In the current economic climate, borrowers are finding that their homes are now worth considerably less than they were four years ago. Although it is disheartening to learn that your home is worth less than you owe on it, there is a provision in Bankruptcy law that permits you to get rid of a second or third mortgage in Chapter 13. The process is referred to as "Lien Stripping" and involves avoiding a second or subsequent mortgage where there is no equity in the property after allowing for the amounts due to the first mortgage lender. Multiple mortgages may result either from obtaining more than one loan secured by your residence at the time of purchasing the property, or from obtaining additional mortgage loans later. In either case, if the property is worth the same or less than the amount due on a first mortgage, then the second or third mortgage Lien may be "stripped".
Example:
I have a residence now valued at $180,000.00.
I owe a first mortgage of $210,000.00 and a second mortgage of $35,000.00.
Because I owe more on the first mortgage than the property is worth, the second lien of $35,000 may be stripped. Note: You may not strip any portion of the first mortgage under this rule of law.
There is a requirement that you obtain an appraisal that proves the value of your residence and you must be prepared to argue your case in Court.
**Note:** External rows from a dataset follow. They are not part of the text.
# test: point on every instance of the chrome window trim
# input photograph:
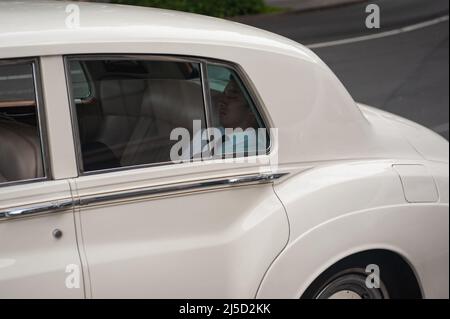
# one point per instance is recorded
(202, 61)
(36, 209)
(180, 188)
(41, 120)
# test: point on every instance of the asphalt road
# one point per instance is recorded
(406, 74)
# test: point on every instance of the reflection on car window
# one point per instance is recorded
(136, 104)
(80, 84)
(234, 113)
(20, 144)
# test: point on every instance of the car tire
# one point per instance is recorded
(348, 284)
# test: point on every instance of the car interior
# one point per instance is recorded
(20, 145)
(117, 119)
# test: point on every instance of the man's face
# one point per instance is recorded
(233, 109)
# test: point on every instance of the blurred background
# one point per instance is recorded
(402, 67)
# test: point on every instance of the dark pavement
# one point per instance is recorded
(406, 74)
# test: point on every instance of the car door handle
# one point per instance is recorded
(37, 209)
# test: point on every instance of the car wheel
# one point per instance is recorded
(349, 284)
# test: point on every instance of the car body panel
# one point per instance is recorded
(33, 263)
(184, 244)
(341, 193)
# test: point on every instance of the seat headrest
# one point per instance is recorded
(174, 102)
(20, 152)
(121, 96)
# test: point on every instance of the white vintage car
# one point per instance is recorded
(111, 186)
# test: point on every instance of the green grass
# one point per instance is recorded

If you win in Court, in order to complete the lien stripping process, you must complete your Chapter 13 case and obtain a discharge order from the Bankruptcy Court in order for the lien to be stripped.
Completion of your Chapter 13 case requires payments to the Chapter 13 Trustee for a total of three to five years, maintaining current payments to the first mortgage lender, and compliance with all rules and requirements of the bankruptcy Court.
There is a similar procedure for avoidance of Judgment Liens, which may be accomplished in both Chapter 13 and Chapter 7 cases.